Eric Joyce

The saving of Grangemouth will expose just how much power Unite has over Labour

So Grangemouth is safe, after Unite changed its mind and urged the company to implement the very ‘survival plan’ that it so fiercely rejected to begin with. Scotland’s commentariat have almost universally seen the episode a matter of how a wealthy owner of a private company is able to throw his weight around.  The Labour Party, too, has unequivocally supported Unite, the union whose strike threat led to the plant’s closure in the first place. The party has proclaimed as evil the billionaire with a yacht and the lack of accountability of private companies.  The thrust of discourse in Scotland has been that Unite may not have handled the issue very well until now, but that’s in the past – what matters now is the 800 jobs at threat.  The truth, however, is that the significance of Unite for Grangemouth’s, and the Labour Party’s future is greater than ever.

Unite called a two-day strike because Ineos was investigating the conduct of a shop steward who had allegedly spent much company time recruiting workers to the Labour Party in order to dominate the selection of my Labour successor as parliamentary candidate in Falkirk.  The union now says it was worried about jobs all the time, but this hardly squares with its placing of the shop steward at the top of their priority by calling a strike.  When the company took the opportunity of the shut-down which followed to present its much-flagged ‘survival plan’, Unite rejected it out of hand.  Unite figured the company was bluffing.  It wasn’t.  800 jobs were lost and another 600 at the refinery next door threatened.  That refinery next door is, of course, also owned by Ineos and however this situation pans out, Unite will still represent the workers at the whole site.  Unite’s wholesale failure to prioritise, work out the threats to jobs and put a plan together is what led to the jobs loss.  Unless the union recognises this and changes its approach, and makes a public statement to this effect, then Ineos will declare the site non-viable.
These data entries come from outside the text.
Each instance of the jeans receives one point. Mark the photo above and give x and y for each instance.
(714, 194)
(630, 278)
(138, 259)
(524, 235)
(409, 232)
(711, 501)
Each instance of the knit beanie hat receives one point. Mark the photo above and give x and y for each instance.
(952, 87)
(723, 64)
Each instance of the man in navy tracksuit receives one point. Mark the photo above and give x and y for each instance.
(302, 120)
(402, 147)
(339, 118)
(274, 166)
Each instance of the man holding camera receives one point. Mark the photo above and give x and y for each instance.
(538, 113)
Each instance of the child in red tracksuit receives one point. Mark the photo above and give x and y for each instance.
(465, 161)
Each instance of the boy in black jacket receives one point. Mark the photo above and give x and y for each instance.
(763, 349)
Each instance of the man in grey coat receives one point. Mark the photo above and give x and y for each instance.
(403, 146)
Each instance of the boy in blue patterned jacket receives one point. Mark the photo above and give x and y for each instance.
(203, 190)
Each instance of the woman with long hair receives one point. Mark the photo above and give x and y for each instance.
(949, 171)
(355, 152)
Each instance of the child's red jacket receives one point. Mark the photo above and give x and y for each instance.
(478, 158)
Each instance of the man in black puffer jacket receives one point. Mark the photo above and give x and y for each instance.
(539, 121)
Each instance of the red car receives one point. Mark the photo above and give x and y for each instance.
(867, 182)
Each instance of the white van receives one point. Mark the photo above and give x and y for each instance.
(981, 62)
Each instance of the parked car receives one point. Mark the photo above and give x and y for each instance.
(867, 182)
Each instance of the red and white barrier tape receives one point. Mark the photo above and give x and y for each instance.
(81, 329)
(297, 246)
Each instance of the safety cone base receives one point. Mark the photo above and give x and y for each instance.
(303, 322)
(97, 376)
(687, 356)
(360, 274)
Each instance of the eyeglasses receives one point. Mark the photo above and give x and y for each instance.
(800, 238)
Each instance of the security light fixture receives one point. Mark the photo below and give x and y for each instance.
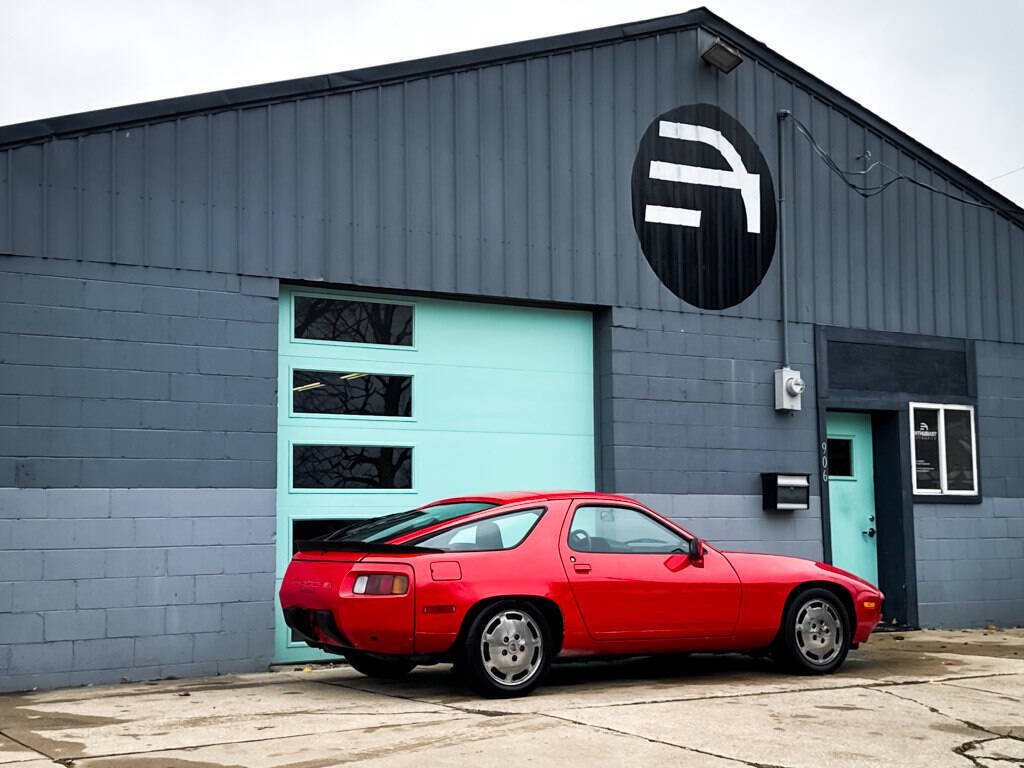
(722, 56)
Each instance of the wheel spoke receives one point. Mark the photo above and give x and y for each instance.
(511, 647)
(819, 632)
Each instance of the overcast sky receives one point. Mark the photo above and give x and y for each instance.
(947, 72)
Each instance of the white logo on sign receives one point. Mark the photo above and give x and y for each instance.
(737, 178)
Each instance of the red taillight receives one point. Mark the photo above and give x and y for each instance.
(381, 584)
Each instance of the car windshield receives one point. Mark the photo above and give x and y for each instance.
(399, 523)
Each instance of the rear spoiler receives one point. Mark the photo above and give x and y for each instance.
(324, 545)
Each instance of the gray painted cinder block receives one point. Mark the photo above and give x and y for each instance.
(133, 354)
(134, 612)
(970, 566)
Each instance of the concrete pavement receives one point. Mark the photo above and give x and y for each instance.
(923, 698)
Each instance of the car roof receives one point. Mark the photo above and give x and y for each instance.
(502, 498)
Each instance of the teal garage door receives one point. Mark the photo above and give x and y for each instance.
(387, 402)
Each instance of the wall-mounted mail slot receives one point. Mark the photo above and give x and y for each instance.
(783, 493)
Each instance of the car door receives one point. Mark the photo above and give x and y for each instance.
(633, 580)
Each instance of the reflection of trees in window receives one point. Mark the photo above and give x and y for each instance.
(351, 393)
(960, 451)
(352, 467)
(357, 322)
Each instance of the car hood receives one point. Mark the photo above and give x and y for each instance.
(761, 566)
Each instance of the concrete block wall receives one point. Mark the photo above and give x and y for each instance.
(137, 451)
(971, 556)
(120, 376)
(98, 585)
(688, 423)
(971, 563)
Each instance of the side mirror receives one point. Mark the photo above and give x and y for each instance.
(696, 551)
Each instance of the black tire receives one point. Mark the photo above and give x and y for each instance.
(379, 667)
(526, 645)
(815, 634)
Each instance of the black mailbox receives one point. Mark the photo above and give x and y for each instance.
(783, 493)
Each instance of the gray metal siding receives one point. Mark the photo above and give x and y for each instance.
(1000, 420)
(510, 180)
(119, 376)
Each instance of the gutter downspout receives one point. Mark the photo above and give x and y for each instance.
(782, 115)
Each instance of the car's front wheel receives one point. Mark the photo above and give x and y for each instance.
(507, 650)
(378, 666)
(815, 633)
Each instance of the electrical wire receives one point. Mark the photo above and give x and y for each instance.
(1004, 175)
(878, 188)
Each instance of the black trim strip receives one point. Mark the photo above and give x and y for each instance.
(321, 545)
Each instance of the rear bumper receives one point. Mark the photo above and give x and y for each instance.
(316, 628)
(868, 608)
(318, 603)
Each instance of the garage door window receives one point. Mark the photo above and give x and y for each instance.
(351, 393)
(943, 450)
(318, 318)
(351, 467)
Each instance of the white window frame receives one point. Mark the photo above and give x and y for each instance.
(943, 488)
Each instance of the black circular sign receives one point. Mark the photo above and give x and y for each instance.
(704, 206)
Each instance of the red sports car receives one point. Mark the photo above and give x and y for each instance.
(502, 584)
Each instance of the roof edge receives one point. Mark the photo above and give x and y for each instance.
(105, 119)
(71, 125)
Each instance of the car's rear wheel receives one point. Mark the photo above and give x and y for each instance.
(378, 666)
(815, 633)
(507, 649)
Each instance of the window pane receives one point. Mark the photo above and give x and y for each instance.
(840, 457)
(503, 531)
(305, 529)
(342, 392)
(351, 467)
(390, 526)
(926, 448)
(619, 529)
(356, 322)
(960, 451)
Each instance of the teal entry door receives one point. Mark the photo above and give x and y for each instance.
(851, 494)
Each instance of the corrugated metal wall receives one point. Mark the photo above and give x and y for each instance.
(509, 180)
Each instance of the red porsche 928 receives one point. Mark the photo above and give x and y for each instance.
(502, 584)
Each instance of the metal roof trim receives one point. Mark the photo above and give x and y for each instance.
(253, 95)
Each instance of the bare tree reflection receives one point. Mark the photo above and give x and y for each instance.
(352, 467)
(359, 322)
(351, 392)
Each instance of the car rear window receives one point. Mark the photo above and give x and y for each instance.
(390, 526)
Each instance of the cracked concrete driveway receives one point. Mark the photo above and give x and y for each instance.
(924, 698)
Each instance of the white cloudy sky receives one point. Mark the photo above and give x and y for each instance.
(947, 72)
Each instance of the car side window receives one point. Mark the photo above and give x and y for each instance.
(498, 532)
(617, 529)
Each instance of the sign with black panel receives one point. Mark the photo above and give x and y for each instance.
(704, 206)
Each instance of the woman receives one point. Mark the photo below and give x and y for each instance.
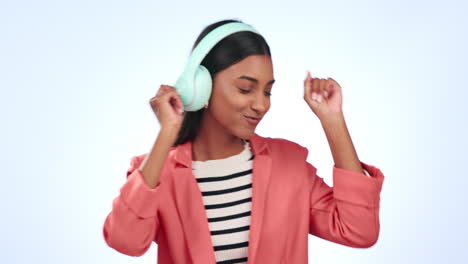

The Labour Party, too, has mishandled the situation and invited the public to draw unflattering inferences about its present collective state of mind. The Party has supported Unite simply because it is a trade union in a dispute, regardless of the fact that it’s the wrong dispute at the wrong time and in the wrong place.  Wealth has been criticised per se, as if a rich man can’t make a coherent decision.  The profit motive has been derided in spite of the fact that most workers of course work in the private sector.  The fact that shop floor workers earn up to £55k at Grangemouth and that they voted for the loss of several thousand much less well-paid jobs in the local supply chain has never been raised by the party.  The party has criticised the ’70s-style language’ of the employer, while ignoring the 70’s style action of the union.  The style, by the way, which led to Labour’s catastrophic defeat in 1979.

Perhaps most seriously, though, Ineos seems very likely to follow though on something Labour did not have moral courage to do, which is to act on evidence of wrongdoing by the shop-steward at the centre of the whole battle. Following an extensive inquiry, Labour announced that it was in no doubt that the Unite official had broken party rules while trying to fix the local Labour selection process.  It was so confident that it handed its evidence to the police.  Later, under pressure from Unite, it withdrew and decided that nothing wrong had been done after all.  That shop steward has now been re-instated as the chair of the Labour Party in Falkirk (where the largest group of Ineos workers live).  If Ineos acts where Labour did not, which seems very likely, it will expose a terrible failure the the party to act with moral authority.

So far, Grangemouth has exposed Labour’s distaste for the private sector, where most people earn a living.  It’s about to expose the terrible extent to which Unite is dominating the party’s decisions.  A rubicon may have been crossed.  But in the wrong direction.